Trading Emerging Market Forex Currencies

Globalization, increased availability of human resources, better exploitation of natural resources and technical developments are helping many Asian, European, South American and African nations in quick economic growth. This also offers an opportunity to traders/investors worldwide to profit from their economic growth. Studies have shown that emerging market funds tend offer better returns than local funds and local benchmarks. Currencies of emerging world economies are also becoming popular among forex traders, and the market is becoming increasingly liquid and profitable.
Some of the most popular emerging market currencies are Hong Kong Dollar (HKD), South African Rand (ZAR), Malaysian Ringgit (MYR), Singapore Dollar (SGD), Mexican Peso (MXN), Czech Koruna (CZK), Korean Won (KRW), Thai Baht (TBH) and Polish Zloty (PLN). Each of these currency pairs have different levels of liquidity, and risk to return ratios. There are usually far less liquid than G7 forex currencies but usually liquid enough to trade. Forex currency traders who seek diversification of their portfolio can allocate a small portion of their portfolio for trading these emerging market currencies.

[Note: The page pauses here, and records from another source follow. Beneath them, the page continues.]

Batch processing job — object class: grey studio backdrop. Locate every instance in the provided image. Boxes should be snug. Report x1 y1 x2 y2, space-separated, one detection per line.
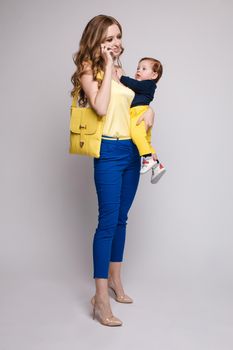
0 0 233 350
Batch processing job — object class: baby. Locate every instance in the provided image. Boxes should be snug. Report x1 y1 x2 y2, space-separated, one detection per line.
119 57 166 184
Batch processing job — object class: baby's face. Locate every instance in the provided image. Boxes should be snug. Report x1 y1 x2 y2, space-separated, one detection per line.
135 60 158 80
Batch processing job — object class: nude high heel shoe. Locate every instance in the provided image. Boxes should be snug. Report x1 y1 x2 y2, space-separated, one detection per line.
91 296 123 327
108 279 133 304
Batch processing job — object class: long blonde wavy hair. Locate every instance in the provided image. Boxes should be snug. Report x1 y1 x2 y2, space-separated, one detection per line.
70 15 124 107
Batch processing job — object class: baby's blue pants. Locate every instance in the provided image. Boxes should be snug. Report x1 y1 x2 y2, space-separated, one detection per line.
93 139 141 278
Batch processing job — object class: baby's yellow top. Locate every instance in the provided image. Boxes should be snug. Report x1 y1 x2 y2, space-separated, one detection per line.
97 72 135 137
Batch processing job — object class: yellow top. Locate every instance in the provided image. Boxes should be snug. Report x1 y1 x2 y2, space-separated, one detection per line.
98 72 135 137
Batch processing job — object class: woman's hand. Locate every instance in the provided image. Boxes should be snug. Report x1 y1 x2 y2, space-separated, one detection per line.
100 44 114 67
136 107 155 132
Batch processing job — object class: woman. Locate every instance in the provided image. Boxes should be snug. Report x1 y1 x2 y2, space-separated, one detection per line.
71 15 153 326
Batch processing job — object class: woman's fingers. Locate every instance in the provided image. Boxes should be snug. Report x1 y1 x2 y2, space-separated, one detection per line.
136 116 144 125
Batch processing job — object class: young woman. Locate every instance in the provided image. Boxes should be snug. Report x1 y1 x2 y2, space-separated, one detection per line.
71 15 154 326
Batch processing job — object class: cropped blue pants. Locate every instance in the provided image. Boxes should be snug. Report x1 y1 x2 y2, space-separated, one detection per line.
93 139 141 278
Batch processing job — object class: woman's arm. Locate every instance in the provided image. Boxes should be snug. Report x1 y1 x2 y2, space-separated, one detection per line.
137 106 155 131
80 46 113 116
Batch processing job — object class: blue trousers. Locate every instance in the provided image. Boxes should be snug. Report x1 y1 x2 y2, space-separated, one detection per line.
93 139 141 278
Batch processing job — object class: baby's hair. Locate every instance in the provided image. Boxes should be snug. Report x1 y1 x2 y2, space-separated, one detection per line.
139 57 163 83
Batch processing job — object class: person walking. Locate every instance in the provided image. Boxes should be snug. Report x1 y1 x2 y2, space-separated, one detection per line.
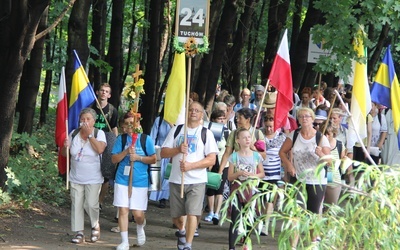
161 101 218 250
61 108 106 244
112 111 157 250
228 128 265 250
279 107 330 248
91 83 118 210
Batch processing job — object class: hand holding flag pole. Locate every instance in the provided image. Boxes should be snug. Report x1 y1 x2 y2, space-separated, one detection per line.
127 64 144 198
335 89 376 166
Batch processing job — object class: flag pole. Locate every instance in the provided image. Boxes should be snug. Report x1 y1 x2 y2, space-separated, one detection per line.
74 50 112 132
318 95 340 145
251 79 269 138
181 56 192 199
335 89 376 166
65 119 71 190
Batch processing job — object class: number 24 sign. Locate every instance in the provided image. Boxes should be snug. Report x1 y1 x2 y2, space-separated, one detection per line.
175 0 210 44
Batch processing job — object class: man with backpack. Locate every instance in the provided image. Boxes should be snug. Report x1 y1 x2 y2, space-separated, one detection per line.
161 102 218 250
92 83 118 209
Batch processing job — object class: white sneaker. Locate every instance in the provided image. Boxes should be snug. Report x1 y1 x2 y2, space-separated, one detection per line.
117 242 129 250
136 221 146 246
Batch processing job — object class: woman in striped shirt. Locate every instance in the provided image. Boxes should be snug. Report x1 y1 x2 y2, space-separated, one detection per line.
260 113 286 235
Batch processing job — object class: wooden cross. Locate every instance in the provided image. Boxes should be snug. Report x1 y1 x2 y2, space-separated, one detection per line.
132 64 142 82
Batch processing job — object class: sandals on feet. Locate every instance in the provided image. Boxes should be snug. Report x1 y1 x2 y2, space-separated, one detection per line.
71 232 85 244
90 225 100 243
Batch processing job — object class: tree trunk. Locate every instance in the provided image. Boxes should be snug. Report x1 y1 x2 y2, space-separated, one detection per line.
246 1 266 84
227 0 258 93
289 0 303 55
108 0 125 107
193 0 224 102
207 0 238 101
88 0 107 89
0 0 50 190
261 0 290 85
38 29 57 128
140 0 165 134
65 0 91 95
17 8 48 135
290 0 322 88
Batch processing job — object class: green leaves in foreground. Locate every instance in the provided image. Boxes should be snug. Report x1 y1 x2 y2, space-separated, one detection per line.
221 164 400 250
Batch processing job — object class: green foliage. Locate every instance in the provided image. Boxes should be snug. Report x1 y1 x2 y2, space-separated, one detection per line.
221 161 400 250
4 110 68 207
311 0 400 80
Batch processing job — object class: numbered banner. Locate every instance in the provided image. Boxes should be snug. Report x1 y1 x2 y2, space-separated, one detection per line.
175 0 210 44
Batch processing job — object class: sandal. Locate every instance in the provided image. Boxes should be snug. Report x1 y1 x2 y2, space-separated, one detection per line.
71 232 85 244
90 225 100 243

Trading emerging market forex currencies do require good planning, sound decisions and better money management. Many emerging world economies (e.g.: China and India) have tight regulations for trading their currencies and often these currencies are traded only through interbank market or by institutional traders. Also exchange rate of currencies of many nations are tightly regulated by respective central banks are the prices are less-floating. Chance for Political crisis, policy changes and quick economic changes is very high with emerging world nations than developed nations, so similar effects are also expected in their currencies.

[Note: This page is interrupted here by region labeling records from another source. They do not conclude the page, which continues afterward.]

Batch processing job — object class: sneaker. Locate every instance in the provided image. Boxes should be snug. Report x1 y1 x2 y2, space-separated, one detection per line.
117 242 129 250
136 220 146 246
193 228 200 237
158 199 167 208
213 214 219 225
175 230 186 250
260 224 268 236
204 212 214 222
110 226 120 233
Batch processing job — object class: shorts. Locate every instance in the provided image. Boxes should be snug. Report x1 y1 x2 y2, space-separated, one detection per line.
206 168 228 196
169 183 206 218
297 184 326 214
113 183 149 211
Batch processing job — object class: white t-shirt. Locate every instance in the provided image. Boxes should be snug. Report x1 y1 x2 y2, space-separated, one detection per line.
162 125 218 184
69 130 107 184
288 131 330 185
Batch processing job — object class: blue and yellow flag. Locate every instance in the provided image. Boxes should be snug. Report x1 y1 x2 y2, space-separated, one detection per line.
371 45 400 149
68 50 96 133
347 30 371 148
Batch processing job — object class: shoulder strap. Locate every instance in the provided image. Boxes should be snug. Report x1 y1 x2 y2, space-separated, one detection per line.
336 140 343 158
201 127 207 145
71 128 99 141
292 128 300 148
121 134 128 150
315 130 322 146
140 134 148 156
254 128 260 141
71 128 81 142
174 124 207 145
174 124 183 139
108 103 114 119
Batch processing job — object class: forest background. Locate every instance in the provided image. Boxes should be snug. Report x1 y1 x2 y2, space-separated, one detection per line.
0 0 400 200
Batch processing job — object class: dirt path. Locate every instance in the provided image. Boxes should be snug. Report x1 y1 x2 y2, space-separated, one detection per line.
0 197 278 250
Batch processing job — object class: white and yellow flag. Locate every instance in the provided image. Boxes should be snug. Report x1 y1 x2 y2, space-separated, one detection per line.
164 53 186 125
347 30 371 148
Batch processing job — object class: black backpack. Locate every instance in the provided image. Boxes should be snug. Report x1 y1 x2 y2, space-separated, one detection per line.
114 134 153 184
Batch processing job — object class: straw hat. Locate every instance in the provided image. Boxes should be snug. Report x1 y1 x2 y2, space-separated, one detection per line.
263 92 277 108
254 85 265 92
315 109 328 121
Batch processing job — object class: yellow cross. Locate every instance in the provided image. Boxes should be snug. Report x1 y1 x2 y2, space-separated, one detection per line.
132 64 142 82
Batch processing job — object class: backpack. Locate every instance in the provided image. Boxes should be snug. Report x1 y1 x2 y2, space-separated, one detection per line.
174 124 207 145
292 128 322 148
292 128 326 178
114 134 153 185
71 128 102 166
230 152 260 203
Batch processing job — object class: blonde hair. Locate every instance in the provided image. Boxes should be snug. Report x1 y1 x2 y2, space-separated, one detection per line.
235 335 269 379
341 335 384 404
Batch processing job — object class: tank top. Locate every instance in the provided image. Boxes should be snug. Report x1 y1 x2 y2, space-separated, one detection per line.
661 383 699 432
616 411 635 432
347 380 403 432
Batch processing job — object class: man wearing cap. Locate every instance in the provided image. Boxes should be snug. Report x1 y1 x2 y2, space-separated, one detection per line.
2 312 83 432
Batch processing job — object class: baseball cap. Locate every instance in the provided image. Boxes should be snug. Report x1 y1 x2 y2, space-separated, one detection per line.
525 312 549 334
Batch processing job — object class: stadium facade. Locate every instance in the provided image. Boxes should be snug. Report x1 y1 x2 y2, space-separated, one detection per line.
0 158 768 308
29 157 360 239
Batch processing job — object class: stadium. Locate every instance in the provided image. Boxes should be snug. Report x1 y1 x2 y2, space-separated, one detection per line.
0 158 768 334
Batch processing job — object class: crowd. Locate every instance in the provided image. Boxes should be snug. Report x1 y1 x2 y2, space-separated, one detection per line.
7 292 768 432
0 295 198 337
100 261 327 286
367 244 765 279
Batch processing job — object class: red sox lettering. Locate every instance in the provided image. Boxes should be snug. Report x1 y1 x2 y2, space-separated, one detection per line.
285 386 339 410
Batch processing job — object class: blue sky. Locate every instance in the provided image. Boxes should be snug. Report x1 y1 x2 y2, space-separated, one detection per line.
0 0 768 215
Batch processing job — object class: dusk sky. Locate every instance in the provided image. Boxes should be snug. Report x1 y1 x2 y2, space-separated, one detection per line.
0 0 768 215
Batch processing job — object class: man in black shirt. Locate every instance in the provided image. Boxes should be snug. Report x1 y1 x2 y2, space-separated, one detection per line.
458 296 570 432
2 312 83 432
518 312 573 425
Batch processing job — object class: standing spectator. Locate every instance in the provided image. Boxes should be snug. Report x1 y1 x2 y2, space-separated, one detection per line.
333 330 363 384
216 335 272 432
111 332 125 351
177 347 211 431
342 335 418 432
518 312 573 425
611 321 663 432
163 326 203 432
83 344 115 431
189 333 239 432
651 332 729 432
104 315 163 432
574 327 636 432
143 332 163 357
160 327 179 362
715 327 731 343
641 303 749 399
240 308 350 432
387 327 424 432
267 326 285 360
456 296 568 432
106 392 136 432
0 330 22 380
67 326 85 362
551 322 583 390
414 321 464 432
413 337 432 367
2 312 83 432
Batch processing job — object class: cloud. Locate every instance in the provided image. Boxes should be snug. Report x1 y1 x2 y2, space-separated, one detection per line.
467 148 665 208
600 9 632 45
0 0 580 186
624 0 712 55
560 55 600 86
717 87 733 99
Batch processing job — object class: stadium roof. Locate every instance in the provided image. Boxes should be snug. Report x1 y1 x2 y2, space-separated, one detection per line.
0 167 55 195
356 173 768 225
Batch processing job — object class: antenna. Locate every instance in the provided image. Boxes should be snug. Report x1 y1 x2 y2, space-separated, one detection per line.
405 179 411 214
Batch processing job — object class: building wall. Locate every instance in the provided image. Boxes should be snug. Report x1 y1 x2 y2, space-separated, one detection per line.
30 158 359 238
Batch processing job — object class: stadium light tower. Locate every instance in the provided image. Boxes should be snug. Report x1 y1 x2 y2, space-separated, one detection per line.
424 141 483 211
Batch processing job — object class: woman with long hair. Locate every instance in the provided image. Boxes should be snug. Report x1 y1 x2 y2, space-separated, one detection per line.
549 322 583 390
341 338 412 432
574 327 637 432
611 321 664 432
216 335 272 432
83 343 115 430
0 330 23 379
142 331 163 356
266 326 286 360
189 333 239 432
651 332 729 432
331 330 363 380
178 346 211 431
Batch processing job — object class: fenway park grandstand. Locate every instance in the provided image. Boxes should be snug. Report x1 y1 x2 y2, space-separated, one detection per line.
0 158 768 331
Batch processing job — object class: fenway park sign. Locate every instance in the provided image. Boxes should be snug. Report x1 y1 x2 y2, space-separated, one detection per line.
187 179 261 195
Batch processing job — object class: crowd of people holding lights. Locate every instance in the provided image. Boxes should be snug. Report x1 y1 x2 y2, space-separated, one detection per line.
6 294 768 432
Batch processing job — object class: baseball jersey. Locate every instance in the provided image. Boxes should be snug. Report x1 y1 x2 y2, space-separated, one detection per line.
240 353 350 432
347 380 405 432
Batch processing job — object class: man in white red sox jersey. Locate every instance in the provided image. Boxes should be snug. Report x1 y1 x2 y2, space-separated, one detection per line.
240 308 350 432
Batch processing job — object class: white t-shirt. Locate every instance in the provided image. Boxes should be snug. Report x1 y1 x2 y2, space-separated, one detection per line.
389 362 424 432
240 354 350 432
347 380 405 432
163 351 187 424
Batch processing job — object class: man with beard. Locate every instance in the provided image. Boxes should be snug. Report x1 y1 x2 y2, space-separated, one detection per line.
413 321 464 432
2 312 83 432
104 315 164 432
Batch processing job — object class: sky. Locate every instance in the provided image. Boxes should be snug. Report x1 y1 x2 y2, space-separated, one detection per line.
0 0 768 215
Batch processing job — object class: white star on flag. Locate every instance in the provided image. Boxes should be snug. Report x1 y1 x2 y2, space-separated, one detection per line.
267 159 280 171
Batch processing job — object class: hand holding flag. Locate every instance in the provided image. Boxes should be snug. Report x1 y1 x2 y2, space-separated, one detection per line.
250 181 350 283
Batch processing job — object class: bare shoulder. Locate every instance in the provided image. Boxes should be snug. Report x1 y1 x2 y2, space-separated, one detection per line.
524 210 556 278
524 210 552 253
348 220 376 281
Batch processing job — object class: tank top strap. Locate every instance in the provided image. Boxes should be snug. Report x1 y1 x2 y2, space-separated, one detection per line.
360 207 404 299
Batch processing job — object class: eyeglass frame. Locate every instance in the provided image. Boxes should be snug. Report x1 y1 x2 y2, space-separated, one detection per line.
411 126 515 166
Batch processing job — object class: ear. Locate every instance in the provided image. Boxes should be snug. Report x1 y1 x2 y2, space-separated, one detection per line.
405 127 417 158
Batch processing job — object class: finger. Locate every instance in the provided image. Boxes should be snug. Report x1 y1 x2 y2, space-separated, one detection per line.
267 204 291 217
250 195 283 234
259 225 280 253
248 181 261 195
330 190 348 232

Many emerging market currencies are actively traded on different trading hours than G7 currencies, so the trader must have to adjust his/her trading timings; this is very important when a trader is trading both G7 currencies and emerging market currencies. Also not all forex trading brokers offers all emerging market currencies for trading, so choosing the right forex broker becomes necessary. Also check for the spread and other charges that the brokers charge for these minor currency pairs.
For trading these minor currency pairs, the trader should be good on fundamental and technical analysis. He/she must be aware of the fundamentals (GDP, growth, strengths and weaknesses) of the nation of which currency he/she is trading. In forex market, every country's currency exchange rate is linked to other countries currency and any economic or political change in one country can affect the price of another currency.